Dependable Strengths training may sound like an esoteric, New Age convention but Lazarescu said it has been around for more than 60 years and she discovered it for herself in 2015.
"Bernard Haldane was an English-born doctor working with American war veterans in the 1940s," she said.
"He was helping them to re-enter the civilian workforce at the end of the war and developed the methodology of helping them find their individual strengths and transferable skills."
Lazarescu came across the methodology while seeking career advice for herself.
Having worked as a regulatory lawyer for 20 years, she was looking for something that would satisfy her needs as a "communication addict" and her philanthropic tendencies at the same time.
"I wasn't excited by any of the suggestions the careers adviser offered me but a footnote on the printout she gave me mentioned the Centre for Dependable Strengths.
"I was intrigued and discovered that the centre was in Seattle, USA, and I was in Melbourne, Australia."
She researched Haldane's work and discovered he had developed many of the ideas that are now common practice in personal and professional development.
Haldane co-founded the Seattle centre before his death in 2002.
Lazarescu adopted the principles of Dependable Strengths training and says they permeated her thinking in terms of her own development and all her personal and business interactions.
While working primarily in financial services, Lazarescu was also consulting in water policy, science and management. Her profession was not portable and she was travelling extensively with her husband Paul Bayly.
Bayly, an international recovery specialist, was appointed permanent secretary for infrastructure and transport in Fiji after Cyclone Winston in 2016.
"I was working to help a school to recover after the cyclone and I incorporated the principles of dependable strengths in rebuilding everyone's confidence," Lazarescu said.
"I'm a person who is always looking to the future and it was frustrating to see children's education interrupted."
In order to help the children and their teachers keep momentum, she encouraged them in exploring their dependable strengths.
Lazarescu said the experience made her realise how adaptable the training is.
"While we share talents, what makes us unique is how our respective talents are combined in us.
"You realise that you have been living as someone else's version of yourself because people will tell you what they think you're good at.
"When you really reach down and discover your own strengths you will know when you have it right because you will be doing something that gives you joy and it won't feel like work."

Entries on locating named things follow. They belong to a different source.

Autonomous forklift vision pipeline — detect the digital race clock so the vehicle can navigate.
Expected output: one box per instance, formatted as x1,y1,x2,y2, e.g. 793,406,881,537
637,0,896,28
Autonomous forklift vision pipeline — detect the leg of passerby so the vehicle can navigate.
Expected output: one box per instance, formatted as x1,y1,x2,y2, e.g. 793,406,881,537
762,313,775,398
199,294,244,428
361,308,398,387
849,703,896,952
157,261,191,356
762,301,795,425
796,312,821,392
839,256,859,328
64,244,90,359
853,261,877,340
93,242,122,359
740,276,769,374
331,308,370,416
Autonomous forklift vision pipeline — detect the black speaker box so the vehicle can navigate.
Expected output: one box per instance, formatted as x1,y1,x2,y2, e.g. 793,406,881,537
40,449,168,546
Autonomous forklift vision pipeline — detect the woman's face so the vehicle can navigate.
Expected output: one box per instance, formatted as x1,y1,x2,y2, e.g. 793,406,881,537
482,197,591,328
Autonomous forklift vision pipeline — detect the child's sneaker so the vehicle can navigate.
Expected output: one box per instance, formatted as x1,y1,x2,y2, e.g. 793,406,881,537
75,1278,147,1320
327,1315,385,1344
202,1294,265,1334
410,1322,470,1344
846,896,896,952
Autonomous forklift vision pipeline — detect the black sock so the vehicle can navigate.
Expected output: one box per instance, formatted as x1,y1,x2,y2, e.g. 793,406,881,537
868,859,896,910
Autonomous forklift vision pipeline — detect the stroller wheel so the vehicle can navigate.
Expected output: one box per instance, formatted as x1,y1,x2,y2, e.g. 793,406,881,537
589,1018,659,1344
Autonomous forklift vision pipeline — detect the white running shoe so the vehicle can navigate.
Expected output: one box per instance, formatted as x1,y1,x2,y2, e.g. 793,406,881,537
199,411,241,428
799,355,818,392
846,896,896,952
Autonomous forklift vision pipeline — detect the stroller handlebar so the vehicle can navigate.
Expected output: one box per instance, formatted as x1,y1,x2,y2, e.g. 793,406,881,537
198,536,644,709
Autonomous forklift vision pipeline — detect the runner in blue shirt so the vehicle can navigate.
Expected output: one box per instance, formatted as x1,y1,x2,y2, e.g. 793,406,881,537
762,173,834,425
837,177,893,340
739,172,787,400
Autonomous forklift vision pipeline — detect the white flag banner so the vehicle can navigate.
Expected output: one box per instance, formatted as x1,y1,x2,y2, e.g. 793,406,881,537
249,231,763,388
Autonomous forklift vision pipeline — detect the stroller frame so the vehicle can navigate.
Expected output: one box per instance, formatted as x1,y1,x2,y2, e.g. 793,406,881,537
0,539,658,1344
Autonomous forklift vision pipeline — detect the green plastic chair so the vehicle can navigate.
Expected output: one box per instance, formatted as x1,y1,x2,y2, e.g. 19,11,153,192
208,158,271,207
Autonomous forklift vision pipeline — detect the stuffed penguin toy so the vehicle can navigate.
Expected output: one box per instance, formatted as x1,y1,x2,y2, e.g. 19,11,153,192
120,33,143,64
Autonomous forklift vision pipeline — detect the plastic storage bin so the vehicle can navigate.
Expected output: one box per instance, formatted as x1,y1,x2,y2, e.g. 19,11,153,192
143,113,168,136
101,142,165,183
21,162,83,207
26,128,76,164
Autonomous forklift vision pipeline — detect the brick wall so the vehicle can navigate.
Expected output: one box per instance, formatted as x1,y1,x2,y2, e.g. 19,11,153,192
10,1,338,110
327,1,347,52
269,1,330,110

In 2019, Lazarescu was invited to join the Centre for Dependable Strengths board and she is the only member who is based outside the United States.
She describes the process as "experiential".
"That means the participant is actively involved and helping to shape the process rather than simply answering an algorithm-driven questionnaire.
"It is suitable for anyone with the ability of memory and self-reflection.
"At the heart of the process is the idea that there is excellence in each of us, even though it may demonstrate itself differently."
The Centre for Dependable Strengths has developed curriculums for middle and high school students which help them identify their innate strengths and talents, and Lazarescu says she looks forward to offering training to Whanganui schools.
The other string to Lazarescu's bow is her communications company Seven Peaks which she has directed since 2010.
Although she grew up in Australia, Lazarescu is delighted to be settled in Whanganui, where her husband grew up, and their two sons will complete their secondary education here.